E viva o interior 

Gilberto Ramos - economista, foi Vice-Prefeito do Rio

CampoNinguém imagina o valor da paz a não ser que esteja vivendo essa guerra urbana que se apossou da cidade do Rio de Janeiro. Fui a São Fidélis para proferir uma palestra para os alunos do 2º grau do Colégio Estadual. Fiquei impressionado com a qualidade do colégio, suas instalações, professores entusiasmados e alunos interessadíssimos. E olha que o tema da palestra "não era brinquedo não": globalização. É o maior barato verificar que a qualidade vida ainda subsiste no interior. Essa sensação de liberdade que as cidades menores proporcionam não tem preço que pague.

Sou um cara totalmente urbano se imaginar que, nascido e criado na Tijuca, meu tempo está relacionado com o lazer esportivo e/ou cultural. Acontece que o prazer de desfrutar estas delícias urbanas foi extirpada pela violência brutal que se instalou nos grandes centros do país. A sensação que sempre se renova quando visito uma cidade menor é a de que as pessoas têm tempo para as outras pessoas. São os vizinhos que se conhecem quase que na intimidade, é o namorico dos jovens que cresceram juntos freqüentando os mesmos colégios e as mesmas festas, é a mãe que passa com o filho pequeno na garupa da bicicleta - isto em pleno centro da cidade -, é a professora que é olhada com respeito e gratidão pelas famílias de seus alunos.

Um das coisas mais gostosas é não ouvir sirenas de ambulâncias passando e abrindo caminho no peito entre os carros parados nos engarrafamentos constantes. Todo mundo se espremendo no meio-fio e logo atrás da ambulância lá vai um motorista mal educado pegando carona. Isso sem falar na patrulhinhas da polícia que passam ziguezagueando com o policial exibindo sua metralhadora pela janela. À noite é um salve-se quem puder. Até os motéis estão sentindo a mudança de hábito da clientela. Fazer amor à noite só em casa com a "patroa" e olhe lá.
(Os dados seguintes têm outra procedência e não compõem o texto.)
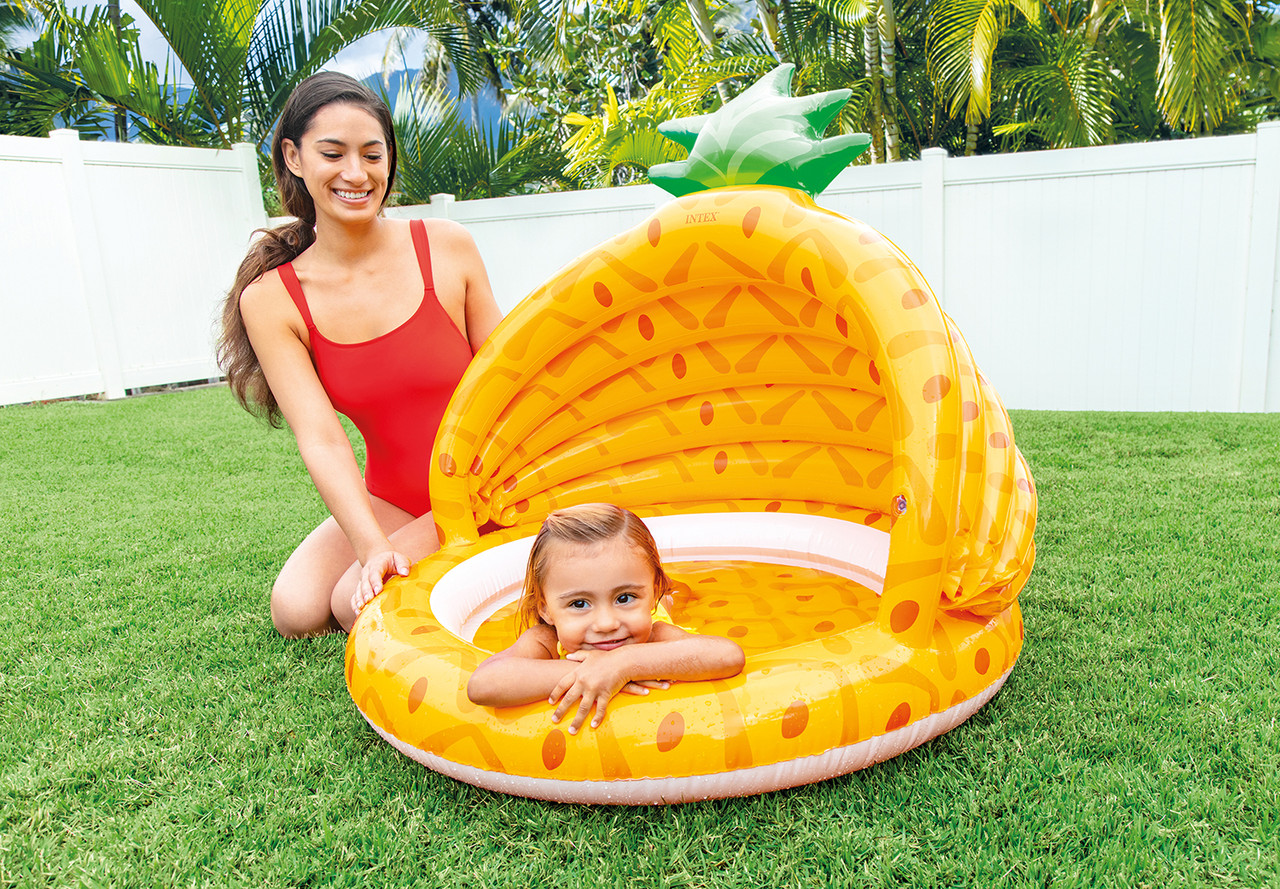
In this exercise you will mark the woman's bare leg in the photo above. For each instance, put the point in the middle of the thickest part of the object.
(302, 597)
(415, 539)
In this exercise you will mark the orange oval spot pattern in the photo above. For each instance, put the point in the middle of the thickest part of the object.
(670, 732)
(795, 719)
(936, 388)
(416, 693)
(807, 280)
(914, 298)
(904, 615)
(982, 661)
(553, 750)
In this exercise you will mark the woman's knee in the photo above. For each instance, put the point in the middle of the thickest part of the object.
(297, 614)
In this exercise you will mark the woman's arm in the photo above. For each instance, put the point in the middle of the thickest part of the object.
(479, 308)
(277, 331)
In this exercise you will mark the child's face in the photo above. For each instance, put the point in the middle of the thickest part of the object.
(599, 596)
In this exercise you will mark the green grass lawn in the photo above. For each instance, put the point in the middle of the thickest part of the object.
(156, 732)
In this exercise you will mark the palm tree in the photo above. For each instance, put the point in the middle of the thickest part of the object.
(1078, 73)
(242, 59)
(440, 152)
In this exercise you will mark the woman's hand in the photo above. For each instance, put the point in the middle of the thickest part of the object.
(376, 569)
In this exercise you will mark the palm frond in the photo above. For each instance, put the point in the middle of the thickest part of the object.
(1198, 41)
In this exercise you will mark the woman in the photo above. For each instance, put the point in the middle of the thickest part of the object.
(348, 311)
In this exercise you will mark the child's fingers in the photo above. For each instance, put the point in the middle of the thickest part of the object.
(583, 713)
(600, 705)
(558, 692)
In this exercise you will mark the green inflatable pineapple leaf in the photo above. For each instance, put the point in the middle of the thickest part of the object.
(760, 137)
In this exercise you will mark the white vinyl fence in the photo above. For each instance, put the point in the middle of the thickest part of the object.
(1128, 278)
(113, 261)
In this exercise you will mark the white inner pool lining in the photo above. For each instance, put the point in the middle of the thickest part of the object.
(471, 592)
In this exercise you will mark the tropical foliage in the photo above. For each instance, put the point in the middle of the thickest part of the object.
(584, 85)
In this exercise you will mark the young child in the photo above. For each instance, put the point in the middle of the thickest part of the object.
(592, 587)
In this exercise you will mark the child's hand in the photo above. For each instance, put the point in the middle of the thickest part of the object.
(593, 684)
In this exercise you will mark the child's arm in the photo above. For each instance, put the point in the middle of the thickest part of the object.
(528, 672)
(670, 654)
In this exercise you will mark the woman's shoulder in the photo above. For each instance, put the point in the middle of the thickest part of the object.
(447, 234)
(265, 302)
(264, 291)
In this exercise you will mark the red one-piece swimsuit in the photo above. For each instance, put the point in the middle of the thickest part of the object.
(393, 388)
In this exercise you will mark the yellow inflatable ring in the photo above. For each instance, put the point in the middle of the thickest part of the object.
(794, 716)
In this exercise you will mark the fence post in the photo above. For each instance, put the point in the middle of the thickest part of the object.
(440, 205)
(933, 219)
(1260, 297)
(247, 155)
(90, 253)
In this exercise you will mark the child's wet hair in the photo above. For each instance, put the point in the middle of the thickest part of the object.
(586, 523)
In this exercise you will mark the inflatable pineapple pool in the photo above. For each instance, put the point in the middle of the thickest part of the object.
(831, 481)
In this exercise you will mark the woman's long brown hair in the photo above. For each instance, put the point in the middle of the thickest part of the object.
(274, 247)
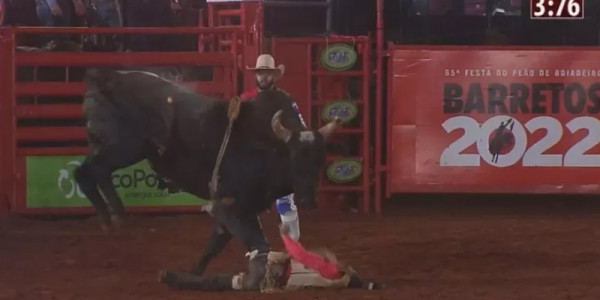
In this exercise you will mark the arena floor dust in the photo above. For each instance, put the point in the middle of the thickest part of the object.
(438, 248)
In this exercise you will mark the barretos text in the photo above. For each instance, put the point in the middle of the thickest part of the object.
(536, 98)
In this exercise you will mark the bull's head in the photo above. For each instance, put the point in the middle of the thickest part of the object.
(307, 149)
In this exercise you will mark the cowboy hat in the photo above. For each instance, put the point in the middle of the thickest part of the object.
(267, 62)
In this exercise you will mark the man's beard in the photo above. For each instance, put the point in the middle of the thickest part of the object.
(265, 85)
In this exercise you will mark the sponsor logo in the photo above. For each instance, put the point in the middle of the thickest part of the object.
(338, 57)
(345, 110)
(344, 170)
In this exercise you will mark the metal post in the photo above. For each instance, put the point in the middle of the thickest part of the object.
(7, 123)
(329, 16)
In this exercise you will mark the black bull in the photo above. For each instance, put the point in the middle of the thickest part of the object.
(131, 114)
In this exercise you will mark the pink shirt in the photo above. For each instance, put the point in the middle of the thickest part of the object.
(326, 268)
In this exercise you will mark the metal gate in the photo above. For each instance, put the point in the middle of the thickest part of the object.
(330, 76)
(40, 146)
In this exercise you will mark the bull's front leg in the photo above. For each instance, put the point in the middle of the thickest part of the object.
(216, 243)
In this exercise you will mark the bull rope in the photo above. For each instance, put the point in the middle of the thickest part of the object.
(233, 112)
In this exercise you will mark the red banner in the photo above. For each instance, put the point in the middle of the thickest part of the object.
(494, 120)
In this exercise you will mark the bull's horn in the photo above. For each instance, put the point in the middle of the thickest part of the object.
(279, 130)
(330, 128)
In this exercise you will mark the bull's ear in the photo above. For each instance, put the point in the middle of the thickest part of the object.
(328, 129)
(278, 128)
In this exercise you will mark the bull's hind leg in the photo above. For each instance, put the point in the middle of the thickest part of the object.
(86, 179)
(114, 158)
(94, 175)
(216, 243)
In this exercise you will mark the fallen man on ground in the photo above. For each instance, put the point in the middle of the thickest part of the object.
(295, 268)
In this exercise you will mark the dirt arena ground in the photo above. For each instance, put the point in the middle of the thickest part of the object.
(441, 247)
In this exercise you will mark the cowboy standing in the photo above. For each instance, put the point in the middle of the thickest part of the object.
(266, 74)
(294, 269)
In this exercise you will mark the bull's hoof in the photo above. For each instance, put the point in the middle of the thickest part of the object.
(197, 270)
(107, 229)
(117, 221)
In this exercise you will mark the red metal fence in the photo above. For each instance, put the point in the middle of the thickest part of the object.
(18, 141)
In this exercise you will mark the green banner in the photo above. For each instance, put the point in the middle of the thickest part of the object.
(51, 183)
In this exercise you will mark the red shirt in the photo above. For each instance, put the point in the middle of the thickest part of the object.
(325, 267)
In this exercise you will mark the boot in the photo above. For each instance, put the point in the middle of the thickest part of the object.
(184, 281)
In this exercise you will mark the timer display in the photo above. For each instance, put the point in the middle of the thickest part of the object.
(557, 9)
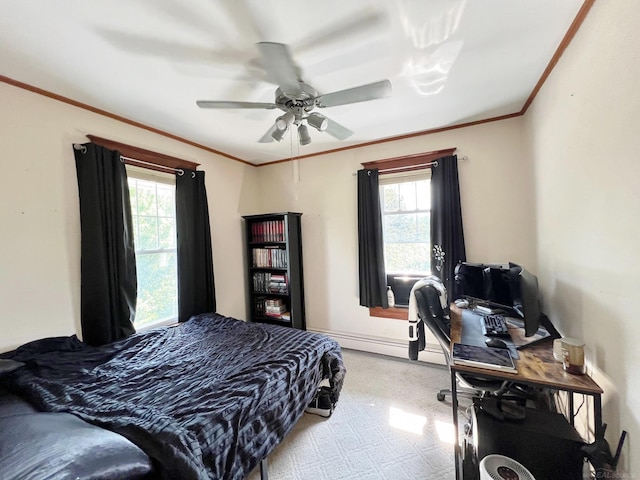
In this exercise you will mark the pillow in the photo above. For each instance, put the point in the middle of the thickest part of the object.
(42, 446)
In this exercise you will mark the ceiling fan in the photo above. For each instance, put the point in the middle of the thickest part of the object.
(298, 100)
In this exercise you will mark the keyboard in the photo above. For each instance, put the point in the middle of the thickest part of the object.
(494, 325)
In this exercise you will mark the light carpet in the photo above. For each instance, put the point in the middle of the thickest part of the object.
(387, 425)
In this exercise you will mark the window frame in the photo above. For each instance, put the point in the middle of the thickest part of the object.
(397, 165)
(156, 176)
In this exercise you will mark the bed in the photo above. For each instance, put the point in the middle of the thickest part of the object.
(210, 398)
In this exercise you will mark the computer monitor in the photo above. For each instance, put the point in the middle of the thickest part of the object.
(525, 297)
(508, 287)
(470, 280)
(497, 286)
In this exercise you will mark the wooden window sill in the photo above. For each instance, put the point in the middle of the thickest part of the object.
(393, 312)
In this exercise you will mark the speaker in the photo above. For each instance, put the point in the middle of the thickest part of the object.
(544, 442)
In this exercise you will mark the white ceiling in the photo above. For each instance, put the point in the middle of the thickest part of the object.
(449, 61)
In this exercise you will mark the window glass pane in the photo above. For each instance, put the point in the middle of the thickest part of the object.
(390, 198)
(423, 194)
(407, 257)
(133, 196)
(407, 236)
(147, 233)
(157, 287)
(408, 196)
(153, 209)
(146, 194)
(166, 201)
(423, 227)
(167, 233)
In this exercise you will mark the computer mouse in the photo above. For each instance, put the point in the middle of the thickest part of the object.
(495, 343)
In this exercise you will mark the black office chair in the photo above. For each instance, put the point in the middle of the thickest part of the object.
(430, 310)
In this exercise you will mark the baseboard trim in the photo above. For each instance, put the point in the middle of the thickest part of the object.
(384, 346)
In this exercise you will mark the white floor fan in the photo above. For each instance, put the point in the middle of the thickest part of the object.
(499, 467)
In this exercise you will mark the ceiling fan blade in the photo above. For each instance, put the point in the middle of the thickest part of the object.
(227, 104)
(338, 131)
(280, 66)
(362, 93)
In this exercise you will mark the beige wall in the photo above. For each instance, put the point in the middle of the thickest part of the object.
(497, 207)
(582, 135)
(39, 213)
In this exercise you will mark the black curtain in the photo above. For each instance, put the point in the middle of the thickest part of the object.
(447, 236)
(196, 288)
(108, 286)
(373, 280)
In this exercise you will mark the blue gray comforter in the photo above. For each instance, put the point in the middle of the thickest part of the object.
(209, 398)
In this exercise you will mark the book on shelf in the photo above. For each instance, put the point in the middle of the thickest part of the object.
(267, 231)
(269, 257)
(266, 282)
(483, 357)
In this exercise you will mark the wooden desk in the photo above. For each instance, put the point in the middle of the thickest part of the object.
(537, 367)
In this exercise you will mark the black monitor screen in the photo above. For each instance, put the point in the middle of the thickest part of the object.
(497, 286)
(470, 280)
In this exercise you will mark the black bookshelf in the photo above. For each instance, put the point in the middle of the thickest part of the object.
(274, 269)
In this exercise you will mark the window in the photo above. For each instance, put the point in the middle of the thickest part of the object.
(406, 210)
(153, 209)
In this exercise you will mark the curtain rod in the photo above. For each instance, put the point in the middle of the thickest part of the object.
(136, 162)
(415, 167)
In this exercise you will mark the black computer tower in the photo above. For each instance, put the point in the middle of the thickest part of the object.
(544, 442)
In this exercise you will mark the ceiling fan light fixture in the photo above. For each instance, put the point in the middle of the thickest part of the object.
(303, 135)
(318, 122)
(283, 122)
(278, 134)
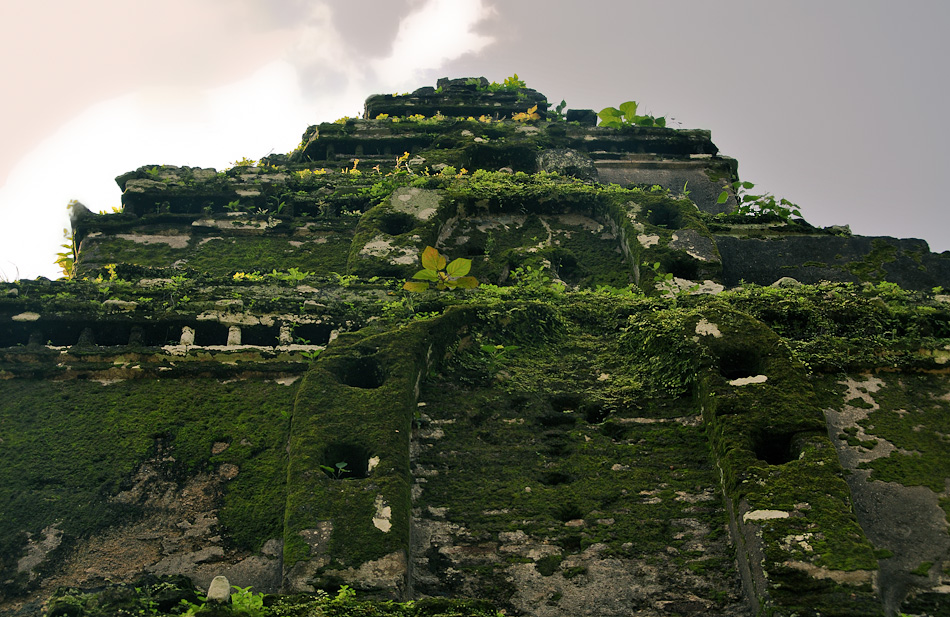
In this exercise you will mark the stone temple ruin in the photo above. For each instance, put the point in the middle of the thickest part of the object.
(650, 406)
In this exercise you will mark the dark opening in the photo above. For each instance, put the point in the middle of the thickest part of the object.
(594, 413)
(264, 336)
(740, 361)
(62, 333)
(775, 448)
(210, 333)
(568, 512)
(397, 223)
(156, 335)
(345, 461)
(556, 418)
(312, 334)
(113, 334)
(681, 265)
(14, 334)
(359, 372)
(665, 215)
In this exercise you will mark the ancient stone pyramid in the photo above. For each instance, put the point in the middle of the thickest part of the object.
(626, 417)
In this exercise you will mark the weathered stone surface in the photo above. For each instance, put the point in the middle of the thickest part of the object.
(810, 259)
(220, 590)
(567, 162)
(248, 391)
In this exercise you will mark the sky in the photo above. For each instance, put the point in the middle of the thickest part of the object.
(836, 105)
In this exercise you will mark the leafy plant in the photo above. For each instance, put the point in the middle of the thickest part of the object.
(511, 84)
(627, 116)
(436, 270)
(752, 205)
(244, 162)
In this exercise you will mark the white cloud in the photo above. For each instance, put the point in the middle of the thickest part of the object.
(437, 32)
(183, 124)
Até o trottoir está começando mais cedo. É bem verdade que os horários da Copa do Mundo estão mexendo com o relógio do libido.

Mas, falando sério, é preciso que as cidades menores se precavenham contra a peste da urbanização desenfreada. Nova Friburgo é um caso típico. O trânsito já está dando sinais de saturação. Pudera, licenciaram prédios altos pouco afastados entre si favorecendo o adensamento caótico, agravado pela falta de estacionamentos. Imaginem que em 1982 havia 32.000 automóveis cadastrados em Friburgo; hoje são 90.000 e as ruas são as mesmas. Aquele charme de não se ouvir apitos de guardas de trânsito ou sequer sinais para atrasar a vida, já está com os dias contados. Uma coisa é certa: a qualidade de vida está por um triz em todas as cidades cujos governantes não enxerguem, pelo menos, 20 anos à frente.